Revenue: If I did the game server thing, I'd likely do a seperate machine. At the very least, it would be a seperate virtual machine, so it wouldn't bog down regular use here. As was pointed out, there are people that rent a single game server for 30-50 bucks a month. I could probably run four of those on a dedicated piece of hardware, and it would cover the cost for both itself and xepher.net. The commercial hosting... was mainly just an idea. As was mentioned, it seems counter to the main ideas here. I'll probably just continue what I've done in the past. That is, people (usually friends or people I know) have approached me to host commercial ideas. I usually think of it as "sponsorship" and give them space for a percent of their profits. To date, none of them have actually turned a profit. :-) But either way, know that commercial hosting would be entirely seperate from the free hosting here. If someone's paying me for a site, it's not gonna be in any of the same lists of users, the newsbox, or anything like that. In fact, I think you'd be hard pressed to know it exists. There are actually about 4 commercial sites here right now. None are really active, and most are failed ventures of friends of mine, but my point is that if I ever did do commercial service, I wouldn't let it interfere at all with how things run now.

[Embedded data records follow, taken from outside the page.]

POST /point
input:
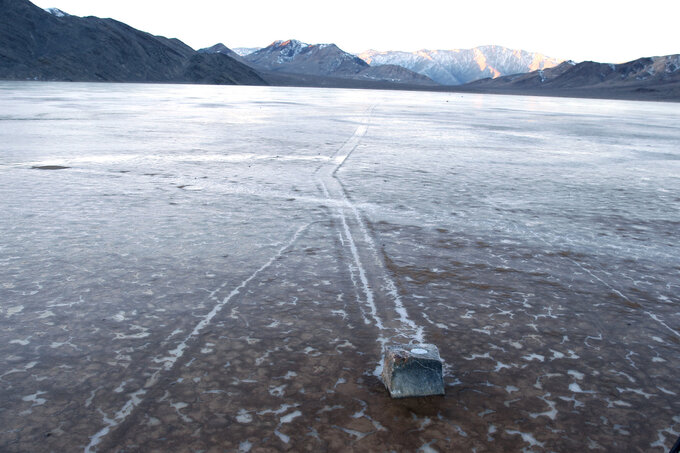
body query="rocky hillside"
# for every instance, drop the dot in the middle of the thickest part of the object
(326, 60)
(456, 67)
(650, 76)
(52, 45)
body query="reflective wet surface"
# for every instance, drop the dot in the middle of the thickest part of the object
(195, 268)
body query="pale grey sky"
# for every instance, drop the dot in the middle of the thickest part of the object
(600, 30)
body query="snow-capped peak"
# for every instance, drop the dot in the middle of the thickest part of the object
(56, 12)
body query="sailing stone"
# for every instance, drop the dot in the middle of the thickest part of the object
(413, 370)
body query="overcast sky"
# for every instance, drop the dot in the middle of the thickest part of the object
(599, 30)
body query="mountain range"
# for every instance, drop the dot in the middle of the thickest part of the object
(457, 67)
(324, 60)
(37, 44)
(654, 78)
(52, 45)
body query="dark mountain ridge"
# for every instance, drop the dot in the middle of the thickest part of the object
(39, 45)
(327, 60)
(656, 78)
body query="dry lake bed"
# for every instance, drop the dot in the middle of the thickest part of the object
(208, 269)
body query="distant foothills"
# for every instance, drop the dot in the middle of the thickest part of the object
(51, 45)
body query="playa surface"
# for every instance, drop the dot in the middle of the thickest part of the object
(201, 268)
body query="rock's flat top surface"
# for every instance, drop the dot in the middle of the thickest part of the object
(413, 370)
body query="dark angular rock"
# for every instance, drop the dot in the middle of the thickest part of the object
(413, 370)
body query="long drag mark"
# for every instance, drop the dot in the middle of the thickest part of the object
(174, 355)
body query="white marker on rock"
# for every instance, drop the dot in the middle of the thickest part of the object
(413, 370)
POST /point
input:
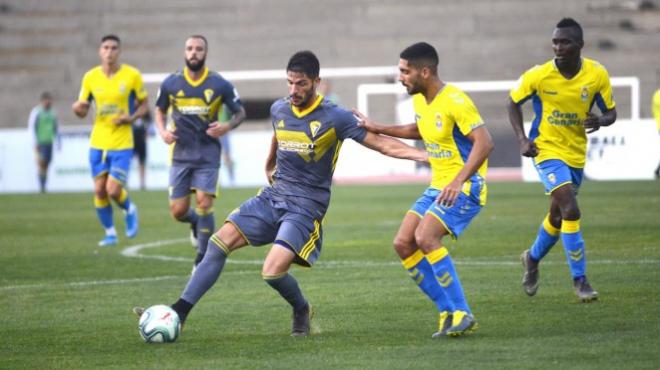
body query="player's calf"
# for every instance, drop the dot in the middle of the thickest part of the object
(530, 279)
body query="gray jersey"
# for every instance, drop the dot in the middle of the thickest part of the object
(196, 104)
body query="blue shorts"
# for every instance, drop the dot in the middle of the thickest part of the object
(45, 153)
(185, 180)
(116, 163)
(555, 173)
(262, 220)
(455, 218)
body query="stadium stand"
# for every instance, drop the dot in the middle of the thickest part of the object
(49, 45)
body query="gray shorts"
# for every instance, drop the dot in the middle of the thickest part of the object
(185, 180)
(262, 220)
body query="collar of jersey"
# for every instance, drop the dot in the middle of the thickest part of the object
(198, 82)
(308, 110)
(554, 65)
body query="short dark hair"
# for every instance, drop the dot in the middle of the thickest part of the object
(304, 62)
(110, 37)
(421, 55)
(206, 43)
(571, 23)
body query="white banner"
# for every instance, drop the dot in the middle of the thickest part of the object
(69, 170)
(627, 150)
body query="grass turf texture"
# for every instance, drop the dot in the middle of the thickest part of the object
(66, 303)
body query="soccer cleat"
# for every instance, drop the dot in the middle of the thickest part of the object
(531, 273)
(108, 241)
(584, 290)
(138, 311)
(462, 323)
(193, 234)
(301, 325)
(443, 325)
(131, 221)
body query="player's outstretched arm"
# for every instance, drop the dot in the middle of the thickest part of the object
(593, 123)
(160, 119)
(408, 131)
(393, 147)
(217, 129)
(527, 147)
(482, 145)
(271, 160)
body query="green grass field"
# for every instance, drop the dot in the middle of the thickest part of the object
(67, 304)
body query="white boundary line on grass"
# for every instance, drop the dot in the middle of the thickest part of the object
(135, 252)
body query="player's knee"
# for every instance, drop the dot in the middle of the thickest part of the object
(425, 242)
(403, 246)
(113, 189)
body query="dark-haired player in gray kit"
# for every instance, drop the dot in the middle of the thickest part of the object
(196, 96)
(309, 131)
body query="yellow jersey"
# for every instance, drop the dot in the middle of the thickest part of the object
(561, 105)
(656, 108)
(444, 125)
(112, 96)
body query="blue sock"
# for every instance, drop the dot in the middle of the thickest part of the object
(421, 272)
(104, 212)
(288, 288)
(571, 236)
(545, 239)
(207, 272)
(447, 277)
(124, 201)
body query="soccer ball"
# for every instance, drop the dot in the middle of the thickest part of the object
(159, 324)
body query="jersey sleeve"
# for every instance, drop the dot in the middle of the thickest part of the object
(32, 124)
(347, 126)
(85, 89)
(163, 97)
(138, 87)
(231, 99)
(525, 86)
(465, 114)
(604, 98)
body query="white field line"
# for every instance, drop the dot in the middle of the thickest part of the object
(134, 252)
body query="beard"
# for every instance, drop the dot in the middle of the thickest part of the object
(195, 65)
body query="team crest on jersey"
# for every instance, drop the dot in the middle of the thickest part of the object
(208, 94)
(438, 121)
(585, 93)
(314, 127)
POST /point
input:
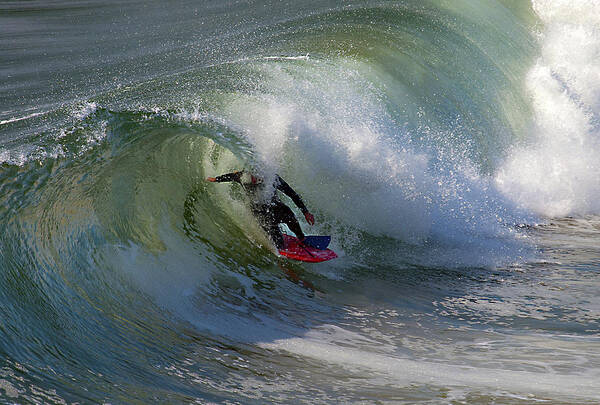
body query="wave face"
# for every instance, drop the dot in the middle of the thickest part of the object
(449, 148)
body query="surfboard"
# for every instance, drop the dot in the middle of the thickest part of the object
(294, 249)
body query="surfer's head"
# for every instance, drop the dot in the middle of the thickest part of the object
(248, 178)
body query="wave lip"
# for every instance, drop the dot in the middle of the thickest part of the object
(555, 173)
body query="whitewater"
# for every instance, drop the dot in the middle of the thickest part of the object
(450, 148)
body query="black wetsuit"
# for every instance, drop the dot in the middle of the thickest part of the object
(270, 211)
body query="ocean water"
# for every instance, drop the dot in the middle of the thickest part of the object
(451, 149)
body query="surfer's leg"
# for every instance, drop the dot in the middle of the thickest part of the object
(285, 215)
(266, 216)
(276, 236)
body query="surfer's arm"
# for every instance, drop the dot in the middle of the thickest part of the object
(235, 176)
(281, 185)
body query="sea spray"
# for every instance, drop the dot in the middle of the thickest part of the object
(555, 171)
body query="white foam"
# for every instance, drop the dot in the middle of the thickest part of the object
(556, 173)
(403, 372)
(323, 127)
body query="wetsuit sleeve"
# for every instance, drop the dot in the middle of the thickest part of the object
(235, 176)
(281, 185)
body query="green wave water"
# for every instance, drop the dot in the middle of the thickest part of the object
(447, 146)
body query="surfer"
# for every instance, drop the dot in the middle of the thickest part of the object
(267, 207)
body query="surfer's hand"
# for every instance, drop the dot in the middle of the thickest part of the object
(309, 218)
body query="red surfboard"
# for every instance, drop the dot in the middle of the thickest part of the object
(293, 249)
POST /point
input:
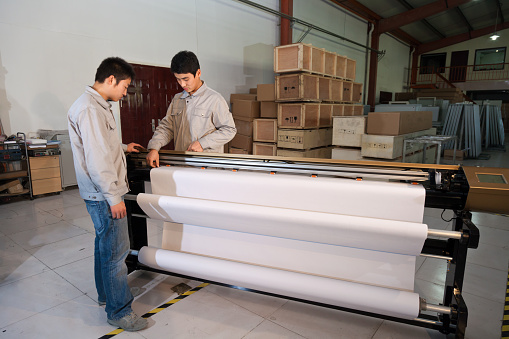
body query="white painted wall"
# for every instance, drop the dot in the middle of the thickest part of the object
(50, 50)
(393, 67)
(325, 14)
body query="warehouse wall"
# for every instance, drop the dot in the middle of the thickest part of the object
(49, 50)
(477, 43)
(393, 67)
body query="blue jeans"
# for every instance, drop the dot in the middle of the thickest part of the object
(111, 249)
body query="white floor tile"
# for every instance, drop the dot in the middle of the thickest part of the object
(203, 315)
(70, 212)
(26, 222)
(85, 223)
(9, 247)
(318, 322)
(46, 235)
(19, 266)
(477, 284)
(65, 251)
(24, 298)
(269, 330)
(393, 330)
(484, 317)
(77, 318)
(81, 275)
(260, 304)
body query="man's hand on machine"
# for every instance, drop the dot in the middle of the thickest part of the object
(195, 147)
(153, 158)
(118, 211)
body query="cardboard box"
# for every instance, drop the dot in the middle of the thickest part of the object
(299, 57)
(449, 154)
(266, 92)
(348, 131)
(304, 138)
(398, 123)
(246, 108)
(390, 146)
(242, 96)
(265, 130)
(234, 150)
(346, 153)
(321, 152)
(244, 127)
(297, 87)
(298, 115)
(268, 109)
(262, 148)
(243, 142)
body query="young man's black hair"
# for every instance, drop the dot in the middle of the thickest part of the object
(115, 66)
(185, 62)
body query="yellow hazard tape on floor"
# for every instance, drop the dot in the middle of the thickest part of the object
(158, 309)
(505, 319)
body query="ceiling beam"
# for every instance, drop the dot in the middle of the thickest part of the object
(434, 45)
(500, 11)
(417, 14)
(424, 21)
(367, 14)
(464, 18)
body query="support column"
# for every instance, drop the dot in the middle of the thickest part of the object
(286, 33)
(373, 67)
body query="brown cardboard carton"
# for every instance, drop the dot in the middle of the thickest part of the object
(246, 108)
(266, 92)
(268, 109)
(244, 127)
(397, 123)
(243, 142)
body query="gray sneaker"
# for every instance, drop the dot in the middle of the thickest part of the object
(130, 322)
(135, 291)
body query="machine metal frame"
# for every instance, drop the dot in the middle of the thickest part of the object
(446, 188)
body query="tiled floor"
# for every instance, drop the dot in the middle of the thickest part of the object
(47, 288)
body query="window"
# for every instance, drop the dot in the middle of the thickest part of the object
(432, 63)
(489, 59)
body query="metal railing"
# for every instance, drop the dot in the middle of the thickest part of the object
(437, 76)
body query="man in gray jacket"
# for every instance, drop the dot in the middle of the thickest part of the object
(101, 171)
(198, 119)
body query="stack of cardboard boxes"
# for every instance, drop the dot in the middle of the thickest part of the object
(381, 136)
(255, 118)
(313, 85)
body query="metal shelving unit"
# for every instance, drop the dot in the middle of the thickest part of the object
(14, 164)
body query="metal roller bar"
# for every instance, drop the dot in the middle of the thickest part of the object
(294, 167)
(444, 234)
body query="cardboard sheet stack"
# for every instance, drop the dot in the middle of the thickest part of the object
(381, 136)
(255, 118)
(313, 85)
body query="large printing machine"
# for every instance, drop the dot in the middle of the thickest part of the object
(448, 187)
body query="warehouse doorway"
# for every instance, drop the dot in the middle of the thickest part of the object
(458, 70)
(148, 98)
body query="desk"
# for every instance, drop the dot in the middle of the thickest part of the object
(438, 140)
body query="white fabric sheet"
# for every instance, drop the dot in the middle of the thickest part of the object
(372, 199)
(369, 233)
(346, 263)
(330, 291)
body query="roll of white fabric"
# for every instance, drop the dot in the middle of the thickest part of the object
(371, 199)
(324, 290)
(328, 228)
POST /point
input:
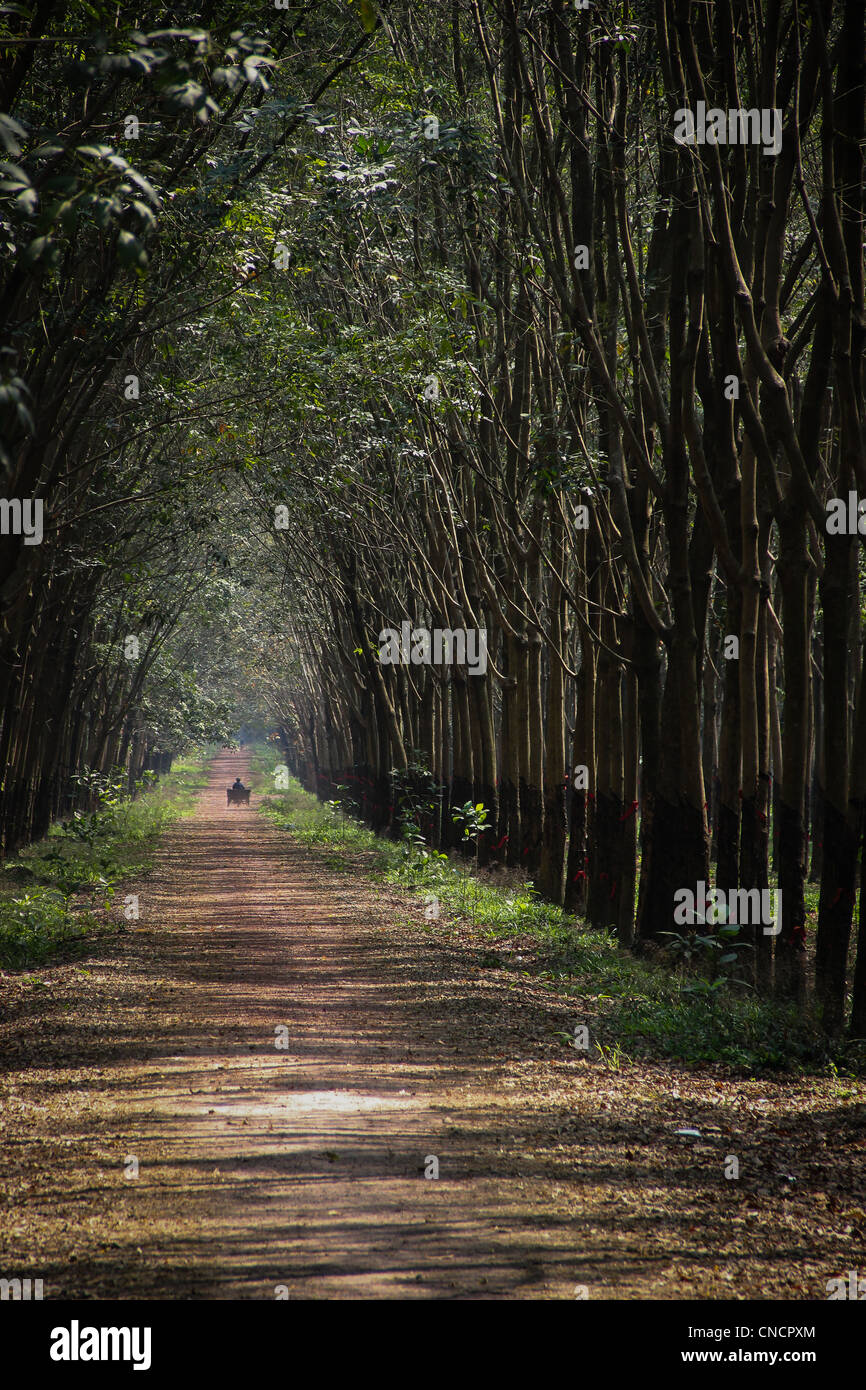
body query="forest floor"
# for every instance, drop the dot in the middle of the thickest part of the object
(299, 1171)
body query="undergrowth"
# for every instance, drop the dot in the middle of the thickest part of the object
(640, 1007)
(59, 894)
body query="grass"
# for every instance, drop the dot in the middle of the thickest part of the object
(59, 894)
(638, 1007)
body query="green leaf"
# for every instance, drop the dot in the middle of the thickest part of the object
(369, 14)
(129, 250)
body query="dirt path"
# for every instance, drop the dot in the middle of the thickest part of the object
(303, 1168)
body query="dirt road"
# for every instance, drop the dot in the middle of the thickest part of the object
(281, 1055)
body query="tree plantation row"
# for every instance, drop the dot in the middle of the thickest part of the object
(445, 317)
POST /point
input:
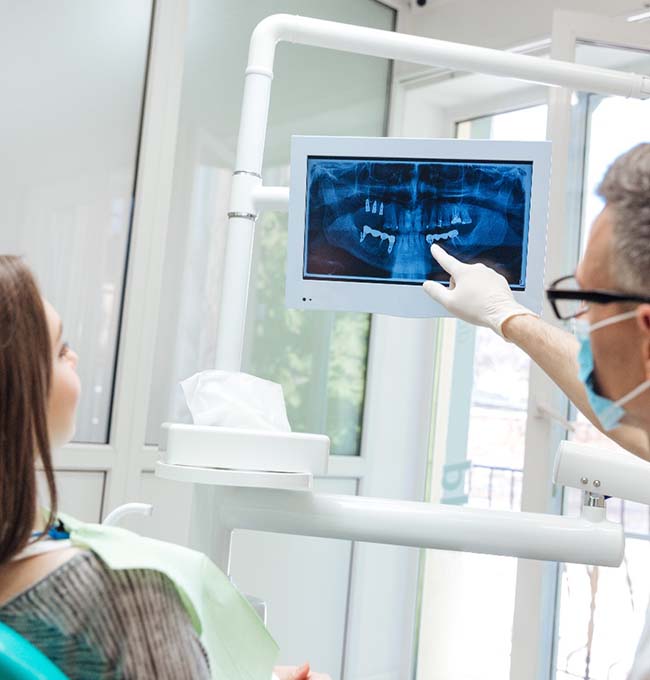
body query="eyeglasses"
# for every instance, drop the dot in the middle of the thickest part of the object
(569, 300)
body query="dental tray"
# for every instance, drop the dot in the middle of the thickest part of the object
(238, 449)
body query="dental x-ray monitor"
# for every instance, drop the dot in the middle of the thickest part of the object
(364, 212)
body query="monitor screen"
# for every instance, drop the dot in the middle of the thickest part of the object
(375, 219)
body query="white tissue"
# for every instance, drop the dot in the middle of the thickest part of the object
(239, 400)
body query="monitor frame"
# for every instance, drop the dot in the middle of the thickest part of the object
(407, 299)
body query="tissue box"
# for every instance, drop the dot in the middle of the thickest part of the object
(239, 449)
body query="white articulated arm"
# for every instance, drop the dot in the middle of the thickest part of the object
(247, 179)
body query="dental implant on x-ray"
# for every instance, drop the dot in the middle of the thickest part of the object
(378, 218)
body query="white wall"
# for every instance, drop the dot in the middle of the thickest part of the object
(497, 23)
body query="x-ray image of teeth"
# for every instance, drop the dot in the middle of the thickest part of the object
(376, 219)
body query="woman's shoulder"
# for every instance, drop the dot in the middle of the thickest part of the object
(133, 617)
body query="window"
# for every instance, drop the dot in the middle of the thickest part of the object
(319, 357)
(467, 599)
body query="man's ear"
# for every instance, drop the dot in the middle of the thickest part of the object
(643, 320)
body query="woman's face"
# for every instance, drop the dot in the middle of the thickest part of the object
(65, 388)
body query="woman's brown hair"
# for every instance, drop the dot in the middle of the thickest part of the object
(25, 378)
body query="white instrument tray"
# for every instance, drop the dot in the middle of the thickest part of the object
(237, 449)
(297, 481)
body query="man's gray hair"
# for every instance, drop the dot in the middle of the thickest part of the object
(626, 189)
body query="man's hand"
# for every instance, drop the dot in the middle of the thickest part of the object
(298, 673)
(476, 293)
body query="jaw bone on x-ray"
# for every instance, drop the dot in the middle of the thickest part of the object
(375, 219)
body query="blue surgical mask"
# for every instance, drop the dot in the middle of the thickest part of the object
(609, 413)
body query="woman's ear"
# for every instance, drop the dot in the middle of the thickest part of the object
(643, 321)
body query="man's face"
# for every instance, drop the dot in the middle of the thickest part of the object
(620, 350)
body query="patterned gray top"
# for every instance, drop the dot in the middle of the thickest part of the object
(95, 623)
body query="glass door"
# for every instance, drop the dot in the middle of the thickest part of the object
(577, 621)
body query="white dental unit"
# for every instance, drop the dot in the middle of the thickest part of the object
(245, 480)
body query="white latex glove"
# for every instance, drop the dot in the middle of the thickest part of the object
(476, 293)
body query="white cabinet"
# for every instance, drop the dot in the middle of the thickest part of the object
(80, 493)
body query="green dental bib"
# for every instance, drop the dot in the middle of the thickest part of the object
(237, 643)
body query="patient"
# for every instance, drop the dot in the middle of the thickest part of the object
(92, 622)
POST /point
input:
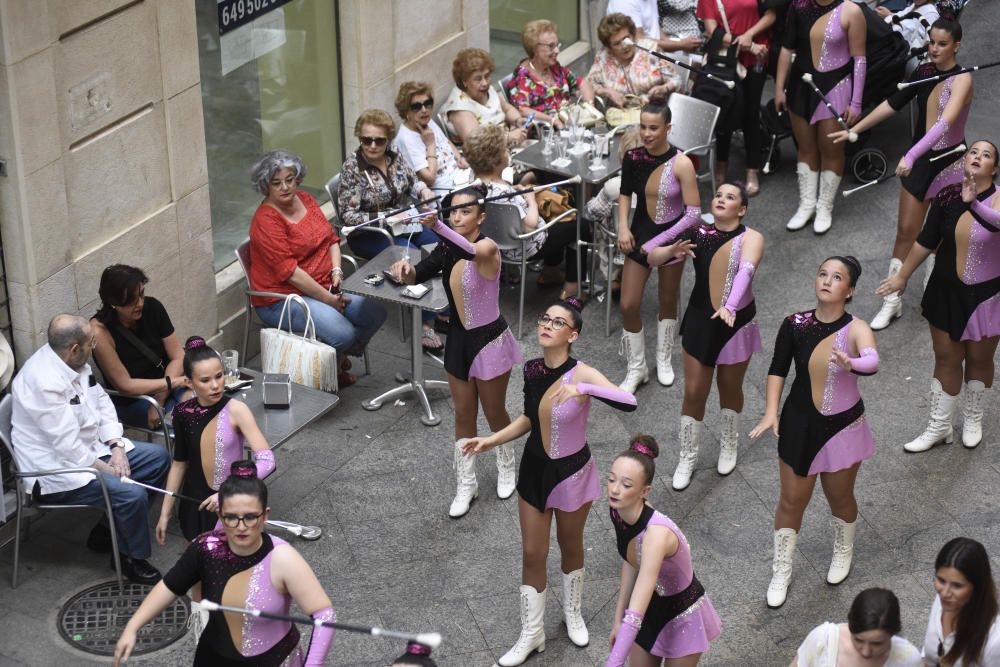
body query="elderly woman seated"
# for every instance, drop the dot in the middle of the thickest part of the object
(136, 347)
(622, 73)
(424, 145)
(474, 101)
(294, 250)
(377, 179)
(486, 151)
(541, 85)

As for applications...  I think ya'll are right. I can't force people to do it, or they'd do it wrong. What I think I'll probably do is semi-automate things. I'll probably take it off the regular forums, and write some custom stuff for it. That way there will at least be a form to fill out, so people don't get screwed up by not putting the right info down. Originally I wanted that to happen, because when things were small, seeing people overlook directions was a good indicator that they weren't really paying much attention. Nowdays though... well, it's big enough that I find myself judging more on content alone, rather than personality and the dozens of other little details I used to. I just don't have time to really get to know everyone before deciding. As such, a form-based application is the way to go. I'll provide an area for basic info (username, site name, etc.) a box for a description of the _idea_ and another for the general "let me in because..." stuff. I'd also give an option for uploading a few images along with the application, so people don't have to go make cheap websites elsewhere to show off their stuff. I'll probably also integrate a voting box, and I'll probably deputize a few volunteers to tend things and answer the easy questions, point out obvious problems, etc. That would help me by weeding down things a bit. That way, when I get three or four deputys telling me "let this one in" I can be pretty confident that it's a good one to go for. I'll probably also draw up some written guidelines for what I look for in applications, so everyone can be on the same page when judging.

Think that's it for now... I'll add to things here as I work them out in my head. As always, ideas or comments are welcome.